Wellington Catholic District School Board (WCDSB) director of education Mike Glazier considers the local Catholic board “fortunate” when it comes to staffing.

“I know that this is a real issue for essentially all school boards, however … our fill rate for jobs has been quite high in comparison, and we continue to take on various steps to make sure that we mitigate any shortages that we experience,” he explained.

Pre-emptive measures, Glazier said, include a longer-term approach the board has been taking for ongoing recruitment of teachers, educational assistants, early childhood educators, librarians and classroom student supervisors.

During the height of the Omicron variant wave in December, the board also hired additional staff for each school on a temporary basis for approximately six weeks.
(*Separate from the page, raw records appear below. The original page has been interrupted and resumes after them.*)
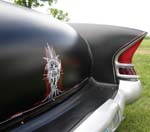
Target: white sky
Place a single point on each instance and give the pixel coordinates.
(128, 13)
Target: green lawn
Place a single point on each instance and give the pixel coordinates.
(137, 115)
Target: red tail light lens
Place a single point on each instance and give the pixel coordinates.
(126, 56)
(124, 66)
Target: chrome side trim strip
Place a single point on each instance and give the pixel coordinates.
(108, 116)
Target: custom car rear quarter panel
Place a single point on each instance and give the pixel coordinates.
(63, 77)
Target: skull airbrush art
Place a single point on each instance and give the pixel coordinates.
(53, 72)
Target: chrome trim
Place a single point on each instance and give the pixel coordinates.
(109, 116)
(124, 65)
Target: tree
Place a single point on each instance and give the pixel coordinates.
(56, 13)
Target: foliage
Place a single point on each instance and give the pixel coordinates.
(56, 13)
(59, 14)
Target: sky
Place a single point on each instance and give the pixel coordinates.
(126, 13)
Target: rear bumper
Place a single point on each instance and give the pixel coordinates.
(109, 115)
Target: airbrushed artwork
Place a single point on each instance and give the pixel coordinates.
(53, 72)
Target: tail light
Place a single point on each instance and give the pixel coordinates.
(123, 62)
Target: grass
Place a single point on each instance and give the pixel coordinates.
(137, 115)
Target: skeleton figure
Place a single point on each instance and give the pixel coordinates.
(53, 68)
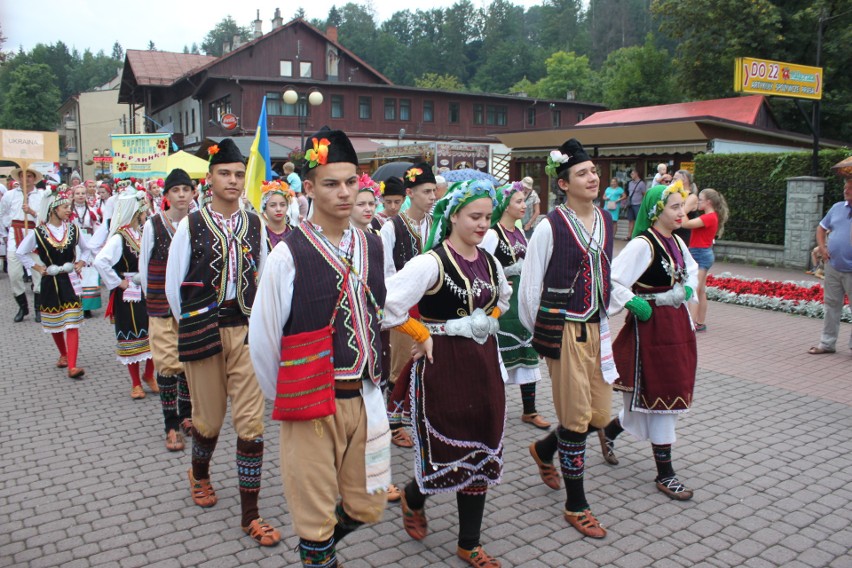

“We were anticipating that we were going to have a significant amount of shortages,” Glazier explained.

“That [way] we would have additional staff there to help fill any absences that may arise early in the morning when we weren’t expecting it,” he added.

“And that was actually a really great strategy that helped us through a very difficult time.”

In the short-term, Glazier said that in some cases, if a school is experiencing high absenteeism of students as well, it might look to combine some classes.

The board also has a pool of central office staff who can, if needed, act as an “emergency stop gap” to help with shortages, but Glazier noted that hasn’t happened much.

As the Omicron variant hit and cases rose in December, Glazier said there were some instances where the board was experiencing larger numbers of student and staff absences in a couple of its schools.

“And so that meant that we had to pivot those schools to a remote learning for a period of time and it was pretty short lived,” he explained.

At that time, the board made the decision to close classrooms in four of its schools due to the high absenteeism of students and staff.

Since returning in January, Glazier said the board has had one situation where a class had to be closed for a couple of days due to high staff and students’ absenteeism.

He added the board monitors staff and student absenteeism on a daily basis, noting the board has had a slight increase in some of its staff absences in the past week, some of which may be related to COVID.

He noted, however, that it hasn’t been a significant number.

“Our own local area may not be at the threshold or the critical areas that some other parts of the province may be experiencing,” Glazier said.

“We are going to see some of this; this isn’t something that’s unanticipated,” he added.

“We just have to respond the best that we can and take personal responsibility for ourselves through using the various tools available to us.”

As for the impact to the classroom, Glazier said when a staff member or a student is away, the class isn’t receiving the same continuity of learning it would if everyone was present.

He added the board has been fortunate that staff have been doing a great job at ensuring all the jobs are being filled and recruiting new people, which allows students to continue to learn in person.

“It’s just that sometimes if it’s not your regular teacher, sometimes that can have an effect and they have to pick up where somebody has lopped off,” he acknowledged.

“Certainly, absences for staff, it makes it more difficult to continue that learning. However, we are doing a good job to try and make sure that it’s least impacted for our students.”